In the previous post, I described our level 1 evaluation of CJK search results using the CJK fieldtype definition described in part 7 of this series, and indicated that with a tweak to our mm setting for CJK, we had lift off for level 2 evaluation of CJK Discovery in SearchWorks: more thorough evaluation of resource discovery in all three languages by our East Asia librarians.
Evaluating CJK Discovery, Level 2I haven't shared here that our baseline objective for CJK resource discovery was to have parity with Socrates (the name for Stanford's catalog via the ILS).
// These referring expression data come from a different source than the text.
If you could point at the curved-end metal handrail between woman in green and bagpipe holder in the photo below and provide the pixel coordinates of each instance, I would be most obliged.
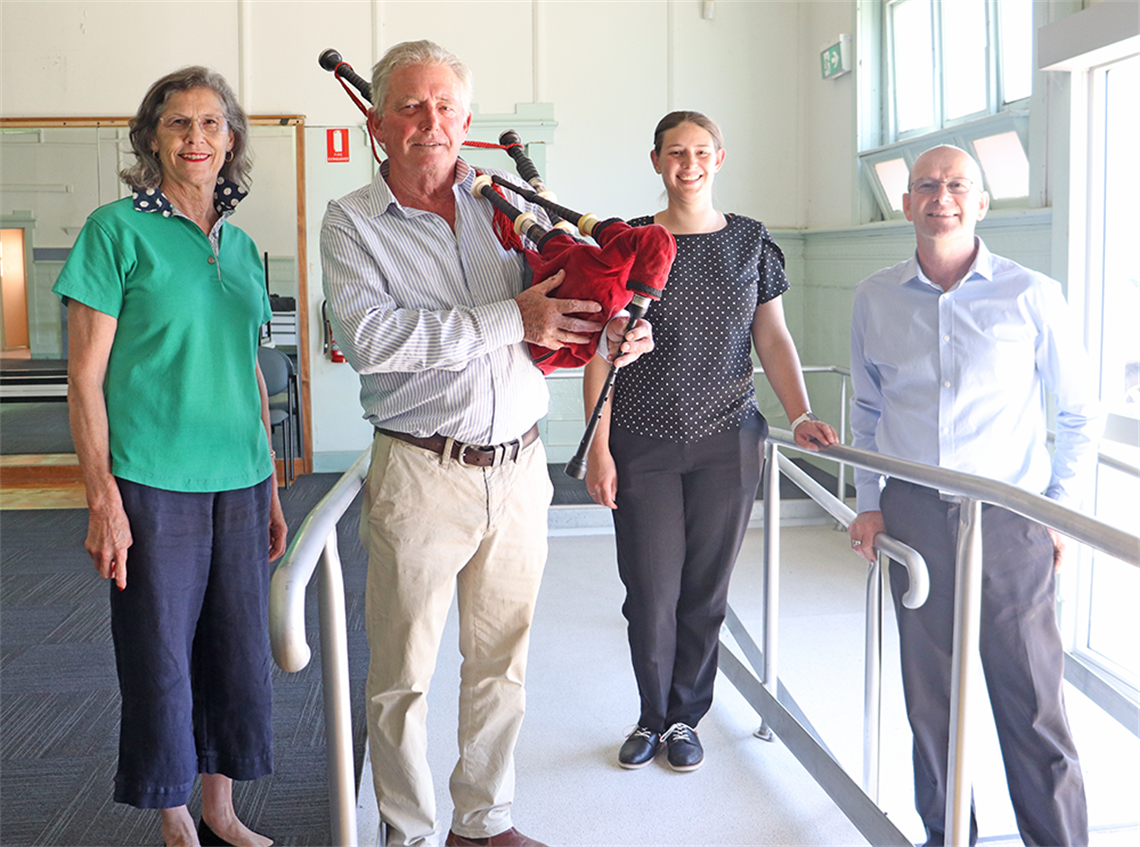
(316, 543)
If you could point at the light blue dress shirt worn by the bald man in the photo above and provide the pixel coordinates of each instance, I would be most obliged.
(958, 379)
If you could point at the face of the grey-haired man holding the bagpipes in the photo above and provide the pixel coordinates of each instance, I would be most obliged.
(425, 120)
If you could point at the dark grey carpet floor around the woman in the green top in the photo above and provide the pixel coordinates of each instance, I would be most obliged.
(60, 697)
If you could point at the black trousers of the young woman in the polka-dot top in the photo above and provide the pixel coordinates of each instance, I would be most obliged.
(682, 514)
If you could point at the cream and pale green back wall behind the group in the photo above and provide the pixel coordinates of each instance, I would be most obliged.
(610, 68)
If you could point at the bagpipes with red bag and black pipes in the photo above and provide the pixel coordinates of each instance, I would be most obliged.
(626, 270)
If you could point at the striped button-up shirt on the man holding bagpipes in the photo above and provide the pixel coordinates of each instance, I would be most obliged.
(427, 315)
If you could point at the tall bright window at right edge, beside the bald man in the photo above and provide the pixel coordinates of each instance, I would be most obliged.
(1097, 219)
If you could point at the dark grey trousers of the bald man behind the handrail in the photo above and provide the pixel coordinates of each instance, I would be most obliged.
(1022, 657)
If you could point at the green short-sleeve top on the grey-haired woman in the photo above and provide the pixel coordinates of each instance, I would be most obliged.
(183, 403)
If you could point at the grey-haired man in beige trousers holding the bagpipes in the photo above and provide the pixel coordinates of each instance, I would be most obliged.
(435, 315)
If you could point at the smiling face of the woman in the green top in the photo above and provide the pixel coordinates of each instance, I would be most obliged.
(192, 158)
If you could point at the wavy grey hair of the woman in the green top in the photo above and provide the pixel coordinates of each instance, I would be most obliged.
(146, 173)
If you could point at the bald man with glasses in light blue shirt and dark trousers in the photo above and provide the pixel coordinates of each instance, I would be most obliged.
(952, 354)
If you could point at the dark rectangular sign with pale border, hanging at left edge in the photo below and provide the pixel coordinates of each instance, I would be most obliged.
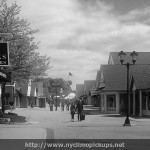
(4, 54)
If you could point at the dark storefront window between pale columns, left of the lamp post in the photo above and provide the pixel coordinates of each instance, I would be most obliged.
(111, 102)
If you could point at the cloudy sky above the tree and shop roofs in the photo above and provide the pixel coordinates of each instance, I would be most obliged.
(78, 35)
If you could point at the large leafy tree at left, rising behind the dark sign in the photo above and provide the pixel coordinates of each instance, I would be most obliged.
(25, 61)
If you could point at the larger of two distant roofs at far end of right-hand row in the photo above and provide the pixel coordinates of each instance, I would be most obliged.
(88, 85)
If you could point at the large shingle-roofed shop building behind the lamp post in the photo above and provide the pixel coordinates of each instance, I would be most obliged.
(112, 85)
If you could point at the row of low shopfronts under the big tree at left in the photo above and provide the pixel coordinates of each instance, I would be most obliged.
(30, 93)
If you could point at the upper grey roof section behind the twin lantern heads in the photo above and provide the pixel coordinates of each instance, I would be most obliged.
(143, 58)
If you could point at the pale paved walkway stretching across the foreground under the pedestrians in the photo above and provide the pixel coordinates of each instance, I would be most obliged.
(45, 124)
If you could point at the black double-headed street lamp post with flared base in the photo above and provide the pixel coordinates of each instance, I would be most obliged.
(122, 56)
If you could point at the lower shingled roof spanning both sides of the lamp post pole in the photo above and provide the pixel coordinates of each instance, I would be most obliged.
(115, 77)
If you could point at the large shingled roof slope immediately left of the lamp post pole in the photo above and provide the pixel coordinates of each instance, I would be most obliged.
(115, 77)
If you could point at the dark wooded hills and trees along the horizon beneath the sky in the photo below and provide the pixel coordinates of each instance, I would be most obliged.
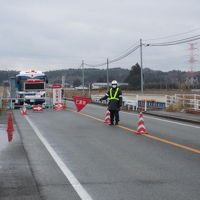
(153, 79)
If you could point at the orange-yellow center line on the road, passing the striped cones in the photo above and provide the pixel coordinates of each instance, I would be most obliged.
(146, 135)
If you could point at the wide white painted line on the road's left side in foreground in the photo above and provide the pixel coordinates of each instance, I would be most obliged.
(83, 194)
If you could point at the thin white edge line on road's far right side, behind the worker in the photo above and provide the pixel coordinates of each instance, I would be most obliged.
(164, 120)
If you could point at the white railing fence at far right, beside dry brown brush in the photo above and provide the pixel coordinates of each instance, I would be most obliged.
(187, 101)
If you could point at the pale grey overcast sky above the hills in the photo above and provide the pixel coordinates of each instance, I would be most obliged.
(58, 34)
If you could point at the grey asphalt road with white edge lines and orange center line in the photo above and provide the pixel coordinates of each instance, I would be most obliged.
(76, 156)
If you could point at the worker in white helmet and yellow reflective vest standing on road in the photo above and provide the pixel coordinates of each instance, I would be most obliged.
(115, 102)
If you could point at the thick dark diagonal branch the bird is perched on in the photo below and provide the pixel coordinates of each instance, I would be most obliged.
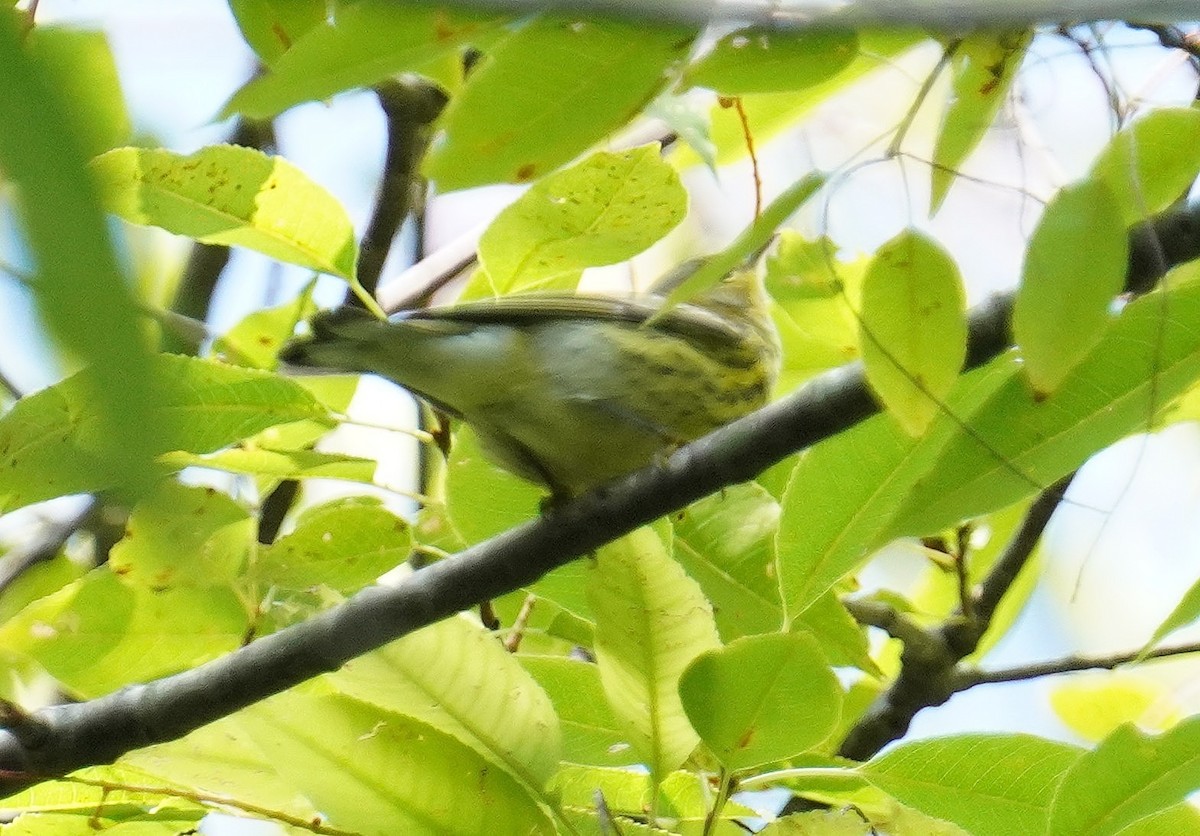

Thus, we wanted our East Asia librarians to evaluate CJK in SearchWorks with this parity in mind. It's all about communicating expectations, right? What to test, how to report back, what to report back. And most importantly: what is "good enough?" Here's my agenda from our first meeting:
and here are the instructions I put together for our testers:
We took the spreadsheet approach started by Vitus Tang, as shown in the previous post and expanded on it as a crude way of collating the testing feedback. I used the following color system:
- dark green = SearchWorks is better than Socrates
- light green = SearchWorks is at least as good as Socrates
- dark red = Socrates is better than SearchWorks
- light red = SearchWorks and Socrates both miss the mark.
I did ultimately add nearly all the queries from this spreadsheet into our cjk relevancy tests, so don't worry if you can't read it -- I'm just sharing it here for the sake of showing methodology.
To be honest, we were astonished by how positive much of the feedback was. Some of the problems reported turned out to be newbie SearchWorks users issues -- because CJK resource discovery had always been broken in SearchWorks, the testers were new to it -- new to facets, new to relevancy ranked results, etc. We also educated the testers that in SearchWorks, you might get too many results (too much recall), but the most relevant results should be first, which satisfied most user needs. It's a bit of a culture shift to go from an ILS discovery interface like Socrates to SearchWorks.
With feedback messages put directly into our JIRA instance (which I watched assiduously throughout testing) and various email exchanges with the East Asia librarians, we only needed one more meeting on vetting CJK resource discovery. In the second meeting, we asked each East Asia librarian to indicate whether they felt SearchWorks had achieved parity (or better) with Socrates, and what problems had surfaced. The decision was unanimous that SearchWorks was at parity or better, especially after we had fixes to the problems noted.
Here is the list of blockers that were found by the CJK testers:
- phrase searching broken
- author + title searches not working for CJK
- advanced search not working for CJK
- deal with extra spaces in our data due to cataloging practice
- variant characters - while most Han/Kanji traditional characters are translating properly to Han simplified/Kanji modern, some characters are not.
- variant quote marks - it is common to use quote marks in CJK queries other than " (ASCII hex 22).
- add CJK tests - beef up our CJK test suite with the searches used so we don't break functionality in the future. (see sw_index_tests cjk tests at https://github.com/sul-dlss/sw_index_tests/tree/master/spec/cjk)
- publish CJK solutions for others to use (that's these blog posts ...)
- experiment with boosting bigrams more than unigrams
- experiment further with Unicode normalization, after automated CJK tests are beefed up
- experiment with boosting phrase slop setting, ps
- current production (tests) cannot be broken by CJK improvements.
CJK Tweak 2: qs setting for phrase searchesTo fix the phrase searching problem, again we found assumptions in our setup that worked for English, but not for CJK.
Dismax and edismax have a "query phrase slop" parameter, qs, which is the distance allowed between tokens when the query has explicitly indicated a phrase search with quotation marks. Probably from back in our stopword days, we use a setting of qs=1, meaning a query of "women's literature", with the quotes, is allowed to match results containing 'women and literature' as well as 'women in literature' in addition to 'women's literature'. Because of the magic of pf sorting the best matches first, this has worked just fine for our users up until now. However, with CJK queries, this is undesirable -- an explicit phrase query in CJK should only match the exact characters entered, with nothing inserted between them.
Since we were already changing the mm setting for CJK queries (see previous post), it was a simple matter to also change the qs setting to 0 for CJK queries. This gave CJK phrase searching the desired behavior, per our testers. Yay!
CJK Tweak 3: catch-all fieldThe problem with author + title searching is well described in this feedback from one of our Chinese materials specialists (routed from the feedback link in SearchWorks to our JIRA project):
Looking at the debugQuery analysis, we can see that even though the individual tokens are being matched, the mm is applying to all tokens within a single field:
We have always had a "catchall" field for our Solr index, but we never had an analogous field for our vernacular script data (in the 880s). Thus, we never created a CJK flavor catchall field. I rectified this, and voila! author + title CJK searches worked.